Twitter found that Trump posts violated its “glorification of violence” policy. Facebook found that Trump praised violence in connection with the deadly attack in which rioters sought to block the formal congressional certification of his election loss to President Joe Biden.

In a press release announcing the deal on Wednesday, Trump said, “I’m excited to soon begin sharing my thoughts on Truth Social and to fight back against Big Tech.”

Shares of Facebook were down 0.1 per cent, Twitter shares were down 1.4 per cent.

Uncertain future

Trump Media said it would receive US$293 million in cash that Digital World Acquisition had in a trust if no shareholder of the acquisition firm chooses to cash in their shares.

The soaring share price on Thursday could increase the likelihood of a deal closing. Investors in the SPAC must eventually choose whether to redeem their shares at the IPO price of US$10 per share, which is now much lower than the level at which what many would have bought.

Still, its future is far from certain. Digital World Acquisition, led by former investment banker Patrick Orlando, has launched at least four SPACs and plans to launch two more but none of them have completed a deal yet.

Orlando did not immediately respond to requests for comment.

Attempts to float alternatives to Twitter and Facebook have faltered in the past.
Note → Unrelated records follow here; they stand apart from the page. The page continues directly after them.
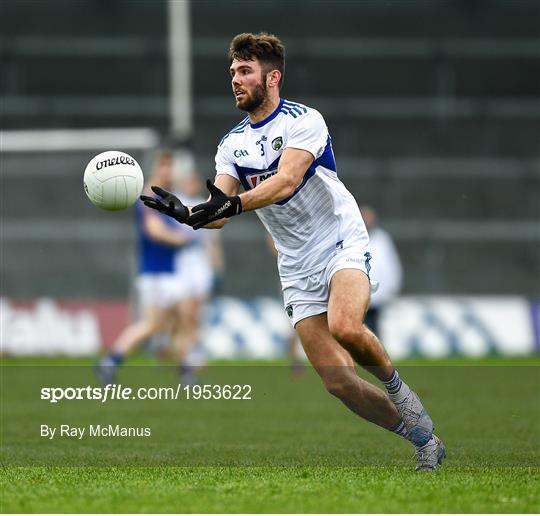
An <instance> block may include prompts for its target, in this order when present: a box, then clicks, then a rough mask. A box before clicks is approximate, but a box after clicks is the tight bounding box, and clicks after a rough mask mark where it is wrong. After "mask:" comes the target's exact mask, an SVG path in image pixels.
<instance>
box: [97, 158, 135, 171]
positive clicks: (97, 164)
mask: <svg viewBox="0 0 540 516" xmlns="http://www.w3.org/2000/svg"><path fill="white" fill-rule="evenodd" d="M113 165H132V166H135V160H134V159H132V158H128V157H127V156H117V157H116V158H109V159H104V160H103V161H98V162H97V164H96V170H101V169H102V168H105V167H111V166H113Z"/></svg>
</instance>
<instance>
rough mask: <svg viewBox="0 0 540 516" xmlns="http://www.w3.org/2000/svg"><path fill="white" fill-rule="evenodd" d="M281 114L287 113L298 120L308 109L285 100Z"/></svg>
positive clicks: (284, 101) (305, 112) (304, 106)
mask: <svg viewBox="0 0 540 516" xmlns="http://www.w3.org/2000/svg"><path fill="white" fill-rule="evenodd" d="M280 112H281V113H285V114H286V115H291V116H292V117H293V118H297V117H299V116H301V115H303V114H304V113H307V108H306V107H305V106H302V105H301V104H296V103H295V102H289V101H288V100H284V101H283V105H282V107H281V111H280Z"/></svg>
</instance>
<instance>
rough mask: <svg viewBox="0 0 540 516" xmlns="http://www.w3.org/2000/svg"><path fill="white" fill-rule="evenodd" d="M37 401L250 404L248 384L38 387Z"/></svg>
mask: <svg viewBox="0 0 540 516" xmlns="http://www.w3.org/2000/svg"><path fill="white" fill-rule="evenodd" d="M40 399H41V400H43V401H47V402H49V403H58V402H60V401H72V400H91V401H99V402H101V403H106V402H108V401H129V400H133V401H137V400H159V401H178V400H187V401H189V400H227V401H228V400H232V401H237V400H251V399H252V386H251V385H249V384H243V385H240V384H236V385H227V384H226V385H219V384H204V385H199V384H194V385H190V384H187V385H182V384H178V385H177V386H176V387H138V388H132V387H126V386H123V385H121V384H109V385H106V386H104V387H93V386H91V385H86V386H85V387H42V388H41V394H40Z"/></svg>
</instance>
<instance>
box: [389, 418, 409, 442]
mask: <svg viewBox="0 0 540 516" xmlns="http://www.w3.org/2000/svg"><path fill="white" fill-rule="evenodd" d="M390 431H391V432H394V433H395V434H397V435H400V436H401V437H404V438H405V439H407V440H409V432H408V431H407V429H406V428H405V423H404V422H403V421H401V420H399V423H398V424H397V426H396V427H395V428H392V429H391V430H390Z"/></svg>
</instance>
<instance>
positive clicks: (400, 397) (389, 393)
mask: <svg viewBox="0 0 540 516" xmlns="http://www.w3.org/2000/svg"><path fill="white" fill-rule="evenodd" d="M383 384H384V386H385V387H386V391H387V392H388V397H389V398H390V399H391V400H392V401H393V402H394V403H399V402H400V401H403V400H404V399H405V398H406V397H407V396H408V395H409V393H410V392H411V389H409V386H408V385H407V384H406V383H405V382H404V381H403V380H402V379H401V378H400V377H399V374H398V372H397V371H396V370H395V369H394V372H393V374H392V376H391V377H390V379H389V380H387V381H384V382H383Z"/></svg>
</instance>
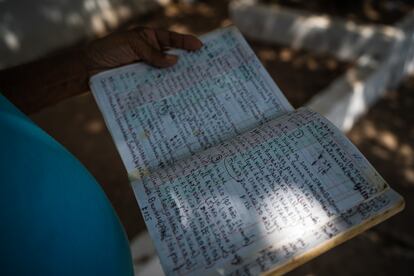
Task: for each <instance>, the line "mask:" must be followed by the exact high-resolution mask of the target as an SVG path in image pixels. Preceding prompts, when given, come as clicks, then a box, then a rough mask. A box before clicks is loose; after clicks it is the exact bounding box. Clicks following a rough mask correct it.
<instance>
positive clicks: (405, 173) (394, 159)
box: [349, 78, 414, 187]
mask: <svg viewBox="0 0 414 276" xmlns="http://www.w3.org/2000/svg"><path fill="white" fill-rule="evenodd" d="M412 87H414V86H413V78H410V79H409V80H407V81H405V82H404V84H403V85H402V87H400V88H399V89H398V90H396V91H392V92H389V93H388V94H386V96H385V98H384V99H383V100H381V101H380V102H379V103H378V104H376V105H374V107H373V108H372V110H371V111H369V112H368V114H367V115H366V117H364V118H362V119H361V121H360V122H358V123H357V124H356V126H355V127H354V128H353V129H352V130H351V131H350V133H349V136H350V138H351V139H352V141H353V142H354V143H355V144H356V145H357V146H358V147H359V148H360V149H361V150H362V151H363V152H364V153H365V154H367V155H368V158H369V159H370V160H372V162H373V163H374V166H376V167H377V166H379V167H380V168H381V169H380V170H379V171H380V173H381V174H384V177H385V178H386V179H387V178H388V181H390V183H393V182H395V185H401V186H403V187H414V177H413V176H414V143H413V141H414V132H413V127H412V122H413V119H414V118H413V115H412V114H413V112H412V110H413V108H414V98H413V96H412ZM390 166H392V167H393V169H390ZM387 176H388V177H387Z"/></svg>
Parler, a social media app backed by prominent Republican Party donor Rebekah Mercer and popular with US conservatives, for example, had several tech companies cut ties with it in the wake of the Jan 6 riot.

“Will the big cloud computing companies allow access to the app or the site and how far can he take it?” asked Phil Blancato, chief executive of Ladenburg Thalmann Asset Management, referring to Trump.

Gettr, a Twitter-style platform started by former Trump adviser Jason Miller, claimed more than 1.5 million users in its first 11 days after being launched in July.

Despite endorsements from other Trump allies, including Steve Bannon, Miller was unable to get Trump to join the platform.